Phase 2: Experimenting with RAG

For the second phase, my plan is to experiment with Retrieval-Augmented Generation (RAG). This includes preprocessing my blog posts, chunking and embedding the text and experimenting with different retrieval methods. I’ll also start evaluating how well each setup performs.

The goal of this phase is to figure out which approach works best for the final chatbot, SimBot.

Phase 3: SimBot development

In the final phase, I’ll bring everything together to build SimBot. Using the insights from the earlier phases, I’ll refine the prompts, improve retrieval and build the final chatbot.

By the end of this phase, I hope to have a chatbot ready to be integrated into my blog!




Project Scope

At the start of each project, I try to define a rough project scope. I don’t usually share the planning stage of my projects, but I thought it would be a nice addition this time! I always try to stick to project plans, but not too rigidly. Once I get into the dataset or start experimenting, new findings often force the scope to change. This used to stress me out, but I’ve learned that in data science you’re always at the mercy of the data!

This project is slightly different because I have more flexibility with the “dataset” (my own blog posts), but things can still change… For example, embeddings might not work as well as expected, or I might run into issues with how the chatbot integrates into the blog.

But anyway, for now let’s take a look at what the chatbot will and won’t do!

What SimBot Will Do

  • Answer questions about my previous blog posts

  • Summarise content

  • Help readers find the right post or explanation

  • Clarify steps or concepts mentioned in posts

  • Provide a quick way to revisit topics without rereading everything

What SimBot Won’t Do

  • Interpret diagrams or images (as discussed below, this may be explored in a later version, but not now)

  • Have conversations unrelated to my blog

  • Replace my posts




Expected Challenges

1. Project Scoping

I have a feeling that building a custom chatbot can get complex very quickly. To avoid going down a rabbit hole, I’m intentionally starting simple and breaking the project into clear phases. This approach helps me stay focused and ensures I properly understand things!

2. Handling Images in Blog Posts

Some posts include diagrams or screenshots. While, to the best of my knowledge, it’s possible to embed images and pass them to the model, I’m not entirely sure it’s necessary for this project.

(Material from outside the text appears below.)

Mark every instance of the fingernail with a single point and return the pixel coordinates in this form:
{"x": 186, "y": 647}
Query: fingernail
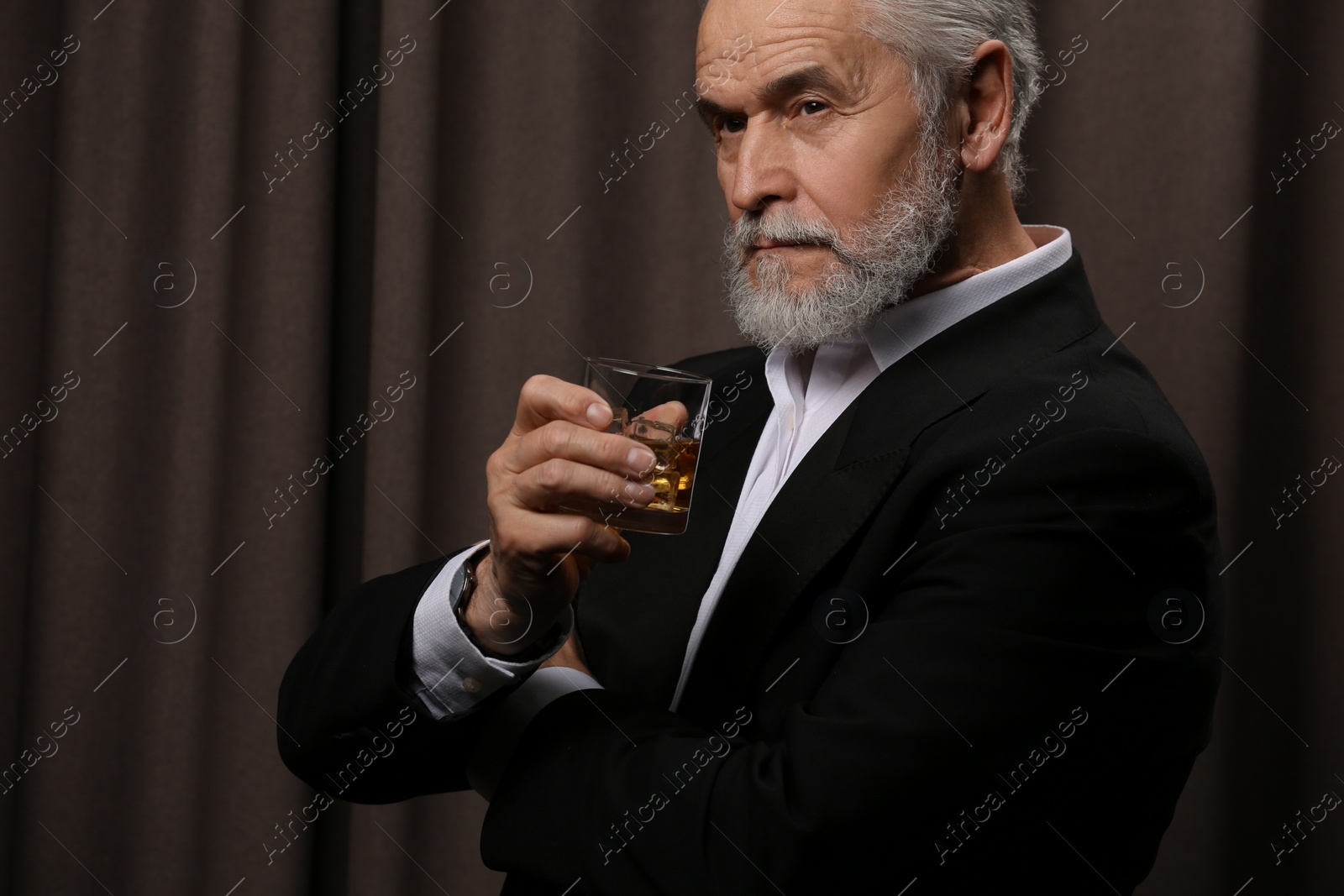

Most posts already describe processes step by step and I am assuming most user questions will refer to the text rather than the images. Image embeddings may be an unnecessary complexity to add to the project, especially in the first version. If needed, I can add in image support in a later version of SimBot!

3. Evaluating the Chatbot

There are no easy quantitative metrics I can use to evaluate responses of the chatbots. Most likely will evaluate models by:

  • Asking the same questions to different chatbots

  • Comparing clarity and accuracy of responses

  • Picking the model that performs best (with a bit of bias)

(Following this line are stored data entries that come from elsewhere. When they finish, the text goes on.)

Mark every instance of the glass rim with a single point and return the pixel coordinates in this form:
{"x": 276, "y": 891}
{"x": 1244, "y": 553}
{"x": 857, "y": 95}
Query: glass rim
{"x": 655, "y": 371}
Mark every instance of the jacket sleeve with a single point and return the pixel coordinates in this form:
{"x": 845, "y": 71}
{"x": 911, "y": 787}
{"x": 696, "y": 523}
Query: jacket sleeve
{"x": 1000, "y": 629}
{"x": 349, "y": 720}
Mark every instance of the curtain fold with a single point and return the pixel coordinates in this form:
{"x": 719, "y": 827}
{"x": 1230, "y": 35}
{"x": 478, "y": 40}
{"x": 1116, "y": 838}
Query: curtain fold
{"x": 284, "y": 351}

4. Integrating the Chatbot Into GitHub Pages

My blog runs on GitHub Pages, which is static, so hosting a live chatbot directly on the blog is a bit of a challenge. I’m not yet sure what the best approach is, but will be something to solve before moving to phase 3!




Summary

I’m excited to start this project!

I’ve been wanting to build a chatbot for a while, and now that I’ve just wrapped up a gnarly NLP project, it feels like the perfect time (especially with my new understanding of embeddings)!